## Trying 'shallow' models without Neural-Network based deep learning

The main idea here is to try out different shallow models, which can then be compared to the Neural-Network based models. As the training with an input feature array of 224x224x3 is really long (even on the kaggle gpu kernels), no cross-validation is performed. Instead the parameters found in the ResNet50 notebook are used with the assumption, that they should generate reasonable models.

In [1]:
# plotting imports and setup
%matplotlib inline
import matplotlib
import matplotlib.pyplot as plt
import numpy as np
matplotlib.rcParams['figure.figsize'] = [10,10]
from sklearn.model_selection import RandomizedSearchCV
from scipy.stats import randint as sp_randint
from scipy.stats import uniform as sp_uniform

First we have to import the dataset.

In [2]:
from keras.preprocessing import image
from os import listdir

fdir='Data/CERTH_ImageBlurDataset/TrainingSet/Naturally-Blurred/'
files= listdir(fdir)
X=[] #feature vector
images=[]
Y=[] #class vector (1='blurred', 0='in focus')
for fn in files:
    img_path = fdir+fn
    x=image.load_img(img_path, target_size=(224, 224))
    images.append(x)
    x=image.img_to_array(x)
    X.append(x)
    Y.append(1)
    
fdir='Data/CERTH_ImageBlurDataset/TrainingSet/Undistorted/'
files= listdir(fdir)
for fn in files:
    img_path = fdir+fn
    x=image.load_img(img_path, target_size=(224, 224))
    images.append(x)
    x=image.img_to_array(x)
    X.append(x)
    Y.append(0)

  from ._conv import register_converters as _register_converters
Using TensorFlow backend.


In [3]:
X_train = X
y_train = Y

In [4]:
import pandas as pd
fn='Data/CERTH_ImageBlurDataset/EvaluationSet/NaturalBlurSet.xlsx'
xl = np.array(pd.read_excel(fn))
val={}
for xx in xl:
    val[xx[0]]=xx[1]

In [5]:
fdir='Data/CERTH_ImageBlurDataset/EvaluationSet/NaturalBlurSet/'
files= listdir(fdir)
X_test=[] #feature vector
images=[]
y_test=[] #class vector (1='blurred', 0='in focus')
for fn in files:
    img_path = fdir+fn
    x=image.load_img(img_path, target_size=(224, 224))
    images.append(x)
    x=image.img_to_array(x)
    X_test.append(x)
    y_test.append((val[fn[:-4]]+1)/2)

In [6]:
reshape=np.shape(X_train)[1]*np.shape(X_train)[2]*np.shape(X_train)[3]
X_train__=np.array(X_train).reshape(len(X_train),reshape)
X_test__=np.array(X_test).reshape(len(X_test),reshape)

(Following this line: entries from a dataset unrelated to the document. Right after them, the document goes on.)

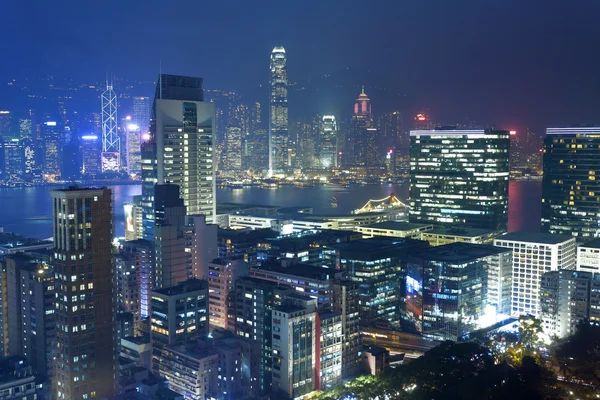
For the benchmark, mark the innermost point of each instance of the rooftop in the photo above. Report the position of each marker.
(535, 237)
(458, 252)
(378, 247)
(593, 244)
(397, 225)
(462, 231)
(184, 287)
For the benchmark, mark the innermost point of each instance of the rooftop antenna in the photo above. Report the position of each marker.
(160, 78)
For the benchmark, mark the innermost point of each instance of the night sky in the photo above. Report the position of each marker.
(512, 63)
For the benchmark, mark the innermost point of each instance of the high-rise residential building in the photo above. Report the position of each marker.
(111, 142)
(295, 351)
(378, 265)
(181, 149)
(177, 314)
(566, 298)
(85, 353)
(460, 177)
(141, 113)
(533, 255)
(446, 289)
(355, 148)
(255, 300)
(330, 345)
(222, 275)
(28, 294)
(52, 148)
(278, 112)
(571, 189)
(133, 134)
(232, 158)
(588, 256)
(90, 152)
(169, 237)
(144, 251)
(328, 142)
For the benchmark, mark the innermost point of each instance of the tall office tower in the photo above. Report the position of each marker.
(181, 149)
(177, 314)
(169, 237)
(232, 160)
(278, 112)
(144, 251)
(255, 299)
(14, 154)
(329, 345)
(533, 255)
(328, 142)
(134, 152)
(222, 275)
(90, 152)
(82, 224)
(256, 150)
(571, 189)
(28, 292)
(295, 352)
(111, 142)
(345, 300)
(127, 283)
(377, 264)
(52, 148)
(355, 147)
(460, 177)
(141, 113)
(201, 245)
(446, 289)
(588, 256)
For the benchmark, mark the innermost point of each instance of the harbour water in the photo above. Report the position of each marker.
(27, 211)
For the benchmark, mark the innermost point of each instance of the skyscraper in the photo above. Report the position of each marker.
(111, 142)
(278, 112)
(328, 146)
(571, 189)
(141, 113)
(181, 149)
(52, 148)
(82, 224)
(357, 139)
(460, 177)
(232, 160)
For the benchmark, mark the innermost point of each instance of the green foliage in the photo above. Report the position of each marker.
(578, 356)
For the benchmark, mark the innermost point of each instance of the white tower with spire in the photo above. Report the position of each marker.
(111, 142)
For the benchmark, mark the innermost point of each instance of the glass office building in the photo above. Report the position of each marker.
(571, 190)
(460, 177)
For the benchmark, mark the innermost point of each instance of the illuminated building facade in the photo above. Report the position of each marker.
(141, 113)
(460, 177)
(111, 142)
(90, 152)
(278, 112)
(571, 189)
(357, 141)
(533, 255)
(177, 314)
(52, 148)
(133, 135)
(85, 366)
(232, 160)
(181, 149)
(222, 275)
(328, 142)
(446, 289)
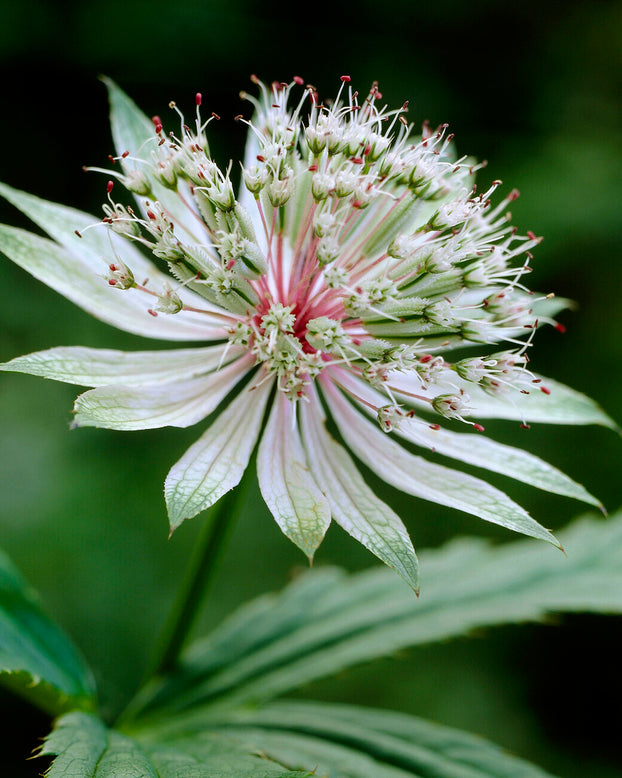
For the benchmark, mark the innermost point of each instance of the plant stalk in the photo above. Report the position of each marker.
(197, 581)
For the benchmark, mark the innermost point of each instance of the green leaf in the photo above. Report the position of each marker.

### Extra Trees Classifier

In [7]:
from sklearn.ensemble import ExtraTreesClassifier

#ExtraTreesClassifier
opt_grid_etc = {'max_features': 0.38884100114920783, 'n_estimators': 41, 'max_depth': 15}

etc = ExtraTreesClassifier(**opt_grid_etc).fit(X_train__,y_train)
print 'ExtraTreesClassifier stats'
print 'training score: ', etc.score(X_train__,y_train)
print 'test score: ',etc.score(X_test__,y_test)

ExtraTreesClassifier stats
training score:  0.9964705882352941
test score:  0.604


### Gradient Boosting Classifier

In [8]:
from sklearn.ensemble import GradientBoostingClassifier

#GradientBoostingClassifier
opt_grid_gbc = {'n_estimators': 3100, 'subsample': 0.6, 'learning_rate': 0.1, 'max_features': 0.30000000000000004}

gbc = GradientBoostingClassifier(**opt_grid_gbc).fit(X_train__,y_train)
print 'GradientBoostingClassifier stats'
print 'training score: ', gbc.score(X_train__,y_train)
print 'test score: ',gbc.score(X_test__,y_test)

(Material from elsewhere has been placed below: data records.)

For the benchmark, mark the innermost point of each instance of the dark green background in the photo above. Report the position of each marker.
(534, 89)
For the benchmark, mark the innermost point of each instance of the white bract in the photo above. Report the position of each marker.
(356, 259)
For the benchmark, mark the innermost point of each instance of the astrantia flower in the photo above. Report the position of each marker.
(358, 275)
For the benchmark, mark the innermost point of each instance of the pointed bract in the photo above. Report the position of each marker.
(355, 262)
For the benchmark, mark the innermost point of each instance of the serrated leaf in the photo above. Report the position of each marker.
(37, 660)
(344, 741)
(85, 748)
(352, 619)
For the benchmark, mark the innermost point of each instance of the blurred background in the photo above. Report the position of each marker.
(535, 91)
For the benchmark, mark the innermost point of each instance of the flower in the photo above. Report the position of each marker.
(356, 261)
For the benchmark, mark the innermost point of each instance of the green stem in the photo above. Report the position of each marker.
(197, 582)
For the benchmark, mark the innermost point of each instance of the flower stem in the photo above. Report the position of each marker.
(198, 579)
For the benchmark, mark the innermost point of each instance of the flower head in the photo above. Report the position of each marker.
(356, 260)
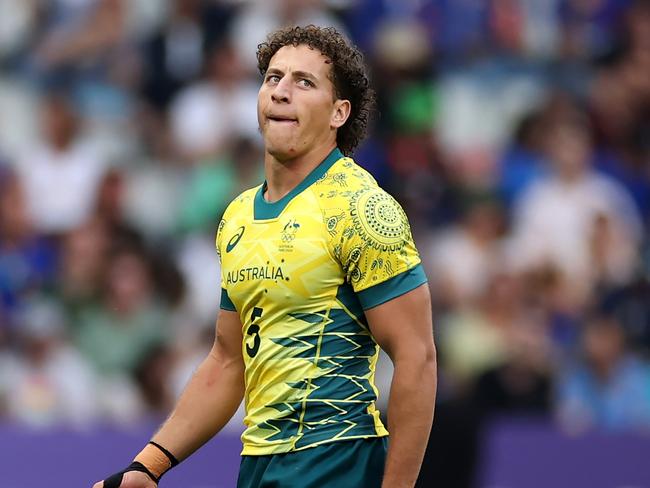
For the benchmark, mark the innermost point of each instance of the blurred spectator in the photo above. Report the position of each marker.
(589, 27)
(79, 33)
(522, 385)
(608, 388)
(28, 261)
(62, 173)
(214, 182)
(84, 252)
(205, 115)
(575, 219)
(47, 382)
(128, 322)
(175, 55)
(477, 338)
(256, 19)
(16, 22)
(464, 256)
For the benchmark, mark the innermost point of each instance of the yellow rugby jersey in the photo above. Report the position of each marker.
(300, 272)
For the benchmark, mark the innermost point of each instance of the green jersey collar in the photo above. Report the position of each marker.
(264, 210)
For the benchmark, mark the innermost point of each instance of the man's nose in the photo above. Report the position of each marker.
(282, 91)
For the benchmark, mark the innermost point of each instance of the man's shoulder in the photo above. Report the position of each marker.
(344, 180)
(241, 202)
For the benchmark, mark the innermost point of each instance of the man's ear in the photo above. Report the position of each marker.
(340, 113)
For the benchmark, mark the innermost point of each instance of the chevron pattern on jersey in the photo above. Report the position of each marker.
(334, 404)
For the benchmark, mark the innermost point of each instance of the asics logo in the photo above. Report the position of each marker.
(235, 239)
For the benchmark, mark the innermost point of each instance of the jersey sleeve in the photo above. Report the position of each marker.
(376, 249)
(225, 303)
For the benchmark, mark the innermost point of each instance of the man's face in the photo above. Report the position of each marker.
(296, 106)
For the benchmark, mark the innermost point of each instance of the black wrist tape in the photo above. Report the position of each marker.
(115, 480)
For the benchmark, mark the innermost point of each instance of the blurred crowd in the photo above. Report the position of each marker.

GradientBoostingClassifier stats
training score:  1.0
test score:  0.614


### KNeighbors Classifier

In [9]:
from sklearn.neighbors import KNeighborsClassifier

#KNeighborsClassifier
opt_grid_knc = {'n_neighbors': 18, 'leaf_size': 2}

knc = KNeighborsClassifier(**opt_grid_knc).fit(X_train__,y_train)
print 'KNeighborsClassifier stats'
print 'training score: ', knc.score(X_train__,y_train)
print 'test score: ',knc.score(X_test__,y_test)

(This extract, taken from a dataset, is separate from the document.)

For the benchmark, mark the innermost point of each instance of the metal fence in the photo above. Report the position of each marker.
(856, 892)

KNeighborsClassifier stats
training score:  0.7858823529411765
test score:  0.61


### Logistic Regression Classifier

In [10]:
from sklearn.linear_model import LogisticRegression

#Logistic Regression Classifier
opt_grid_lr = {'C': 3.9798556575404085, 'intercept_scaling': 9.943977937493685, 'tol': 0.007399648733766915, 'solver': 'sag'}

lr = LogisticRegression(**opt_grid_lr).fit(X_train__,y_train)
print 'LogisticRegression stats'
print 'training score: ', lr.score(X_train__,y_train)
print 'test score: ',lr.score(X_test__,y_test)

LogisticRegression stats
training score:  0.9788235294117648
test score:  0.577


### Random Forest Classifier

In [11]:
from sklearn.ensemble import RandomForestClassifier

#RandomForrestClassifier
opt_grid_rfc = {'max_features': 0.6118558223815502, 'n_estimators': 29, 'max_depth': 30}

rfc = RandomForestClassifier(**opt_grid_rfc).fit(X_train__,y_train)
print 'RandomForrestClassifier stats'
print 'training score: ', rfc.score(X_train__,y_train)
print 'test score: ',rfc.score(X_test__,y_test)

RandomForrestClassifier stats
training score:  0.9929411764705882
test score:  0.597